Representative images of a 41-year old female with systemic sclerosis-associated interstitial lung disease in the internal validation dataset.

Chest CT image showing peripheral reticular and ground-glass opacities manifesting as a nonspecific interstitial pneumonia pattern (A). Manual lung mask (C) and segmented lung mask by 2D U-Net separate lung model (D) match almost perfectly on subtracted mask of manual and 2D U-Net (B). The Dice similarity coefficient between the masks was 99.7%.

For the whole lung model, DSC, sensitivity, and PPV were higher than in those reported in previous studies with a similar framework. Nevertheless, we discovered that separation of the anterior junctional line was unsatisfactory in the whole lung model.
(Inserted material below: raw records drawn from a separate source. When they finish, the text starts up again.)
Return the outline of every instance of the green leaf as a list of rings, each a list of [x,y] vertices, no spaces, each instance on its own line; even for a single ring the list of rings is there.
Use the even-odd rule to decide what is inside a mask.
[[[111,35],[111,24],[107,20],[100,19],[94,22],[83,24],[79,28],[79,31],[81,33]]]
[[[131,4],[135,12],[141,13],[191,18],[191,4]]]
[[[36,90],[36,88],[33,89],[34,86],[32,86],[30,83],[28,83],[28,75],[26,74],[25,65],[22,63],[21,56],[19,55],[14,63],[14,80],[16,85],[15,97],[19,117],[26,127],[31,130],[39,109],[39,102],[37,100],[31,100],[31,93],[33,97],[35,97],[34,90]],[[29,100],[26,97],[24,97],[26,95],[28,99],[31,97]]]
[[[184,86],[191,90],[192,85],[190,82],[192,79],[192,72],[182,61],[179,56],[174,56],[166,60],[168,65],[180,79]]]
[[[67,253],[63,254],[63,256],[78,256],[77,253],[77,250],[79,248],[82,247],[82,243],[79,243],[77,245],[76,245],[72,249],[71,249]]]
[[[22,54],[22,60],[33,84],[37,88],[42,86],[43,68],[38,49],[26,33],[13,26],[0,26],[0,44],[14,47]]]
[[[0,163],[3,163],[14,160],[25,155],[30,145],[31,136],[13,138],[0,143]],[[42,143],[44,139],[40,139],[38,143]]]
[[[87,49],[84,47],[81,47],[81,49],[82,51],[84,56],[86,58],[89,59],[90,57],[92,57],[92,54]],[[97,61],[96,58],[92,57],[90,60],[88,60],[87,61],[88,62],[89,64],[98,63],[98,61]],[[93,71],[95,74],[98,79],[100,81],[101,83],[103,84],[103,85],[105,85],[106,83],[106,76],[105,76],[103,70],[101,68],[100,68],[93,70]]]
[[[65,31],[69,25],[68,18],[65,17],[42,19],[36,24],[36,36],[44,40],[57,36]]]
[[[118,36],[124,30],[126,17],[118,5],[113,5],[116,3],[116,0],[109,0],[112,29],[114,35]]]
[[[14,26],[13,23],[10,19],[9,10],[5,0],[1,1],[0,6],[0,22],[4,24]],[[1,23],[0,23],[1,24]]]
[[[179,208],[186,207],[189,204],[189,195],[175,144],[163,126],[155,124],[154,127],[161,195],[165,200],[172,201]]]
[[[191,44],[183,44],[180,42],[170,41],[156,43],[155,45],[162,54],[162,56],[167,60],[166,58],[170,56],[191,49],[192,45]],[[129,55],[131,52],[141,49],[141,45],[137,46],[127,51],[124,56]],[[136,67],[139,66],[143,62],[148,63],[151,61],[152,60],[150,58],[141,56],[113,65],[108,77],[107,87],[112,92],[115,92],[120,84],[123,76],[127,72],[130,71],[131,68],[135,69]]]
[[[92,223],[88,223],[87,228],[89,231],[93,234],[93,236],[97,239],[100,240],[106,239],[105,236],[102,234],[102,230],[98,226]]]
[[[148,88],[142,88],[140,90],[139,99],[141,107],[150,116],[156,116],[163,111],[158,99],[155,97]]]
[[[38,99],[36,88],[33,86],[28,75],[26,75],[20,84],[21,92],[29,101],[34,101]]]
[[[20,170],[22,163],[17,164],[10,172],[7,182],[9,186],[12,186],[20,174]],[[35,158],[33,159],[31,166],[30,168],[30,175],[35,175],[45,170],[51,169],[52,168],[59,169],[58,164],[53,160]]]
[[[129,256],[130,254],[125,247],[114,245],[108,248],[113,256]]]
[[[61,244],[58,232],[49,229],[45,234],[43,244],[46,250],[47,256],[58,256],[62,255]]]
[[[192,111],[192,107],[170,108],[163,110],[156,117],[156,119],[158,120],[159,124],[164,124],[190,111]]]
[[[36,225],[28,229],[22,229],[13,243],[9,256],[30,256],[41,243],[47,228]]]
The anterior junctional line is a landmark separating the right from the left lung in the anteromedial aspect, formed by apposition of the visceral and parietal pleura and a small amount of intervening fat (22). In patients with extensive emphysema, the anterior junctional line becomes very thin, due to hyperinflation of the lung. The thin anterior junctional line is a well-known cause of failure to automatically separate the right from the left lung (1). We developed a separate training model to overcome the weakness of the whole lung training model. The digitized results of the two training models were not significantly different; however, separation of the right from the left lung by the anterior junctional line was more satisfying in the separate training model in a case-by-case visual review (Fig. 6). Compared to the 3D U-Net model, the 2D U-Net model was superior in demarcating thin anterior junctional lines.
Fig. 6

Representative images of a 68-year old male patient with emphysema in the internal validation dataset.

Chest CT image showing a very thin anterior junctional line due to hyperinflation (A). A segmented lung mask of 2D U-Net whole lung model (B) contains the anterior junctional line in the mask. 2D U-Net separate lung model (D) demarcates the anterior junctional line and separates the right from the left lung, as the ground truth (C).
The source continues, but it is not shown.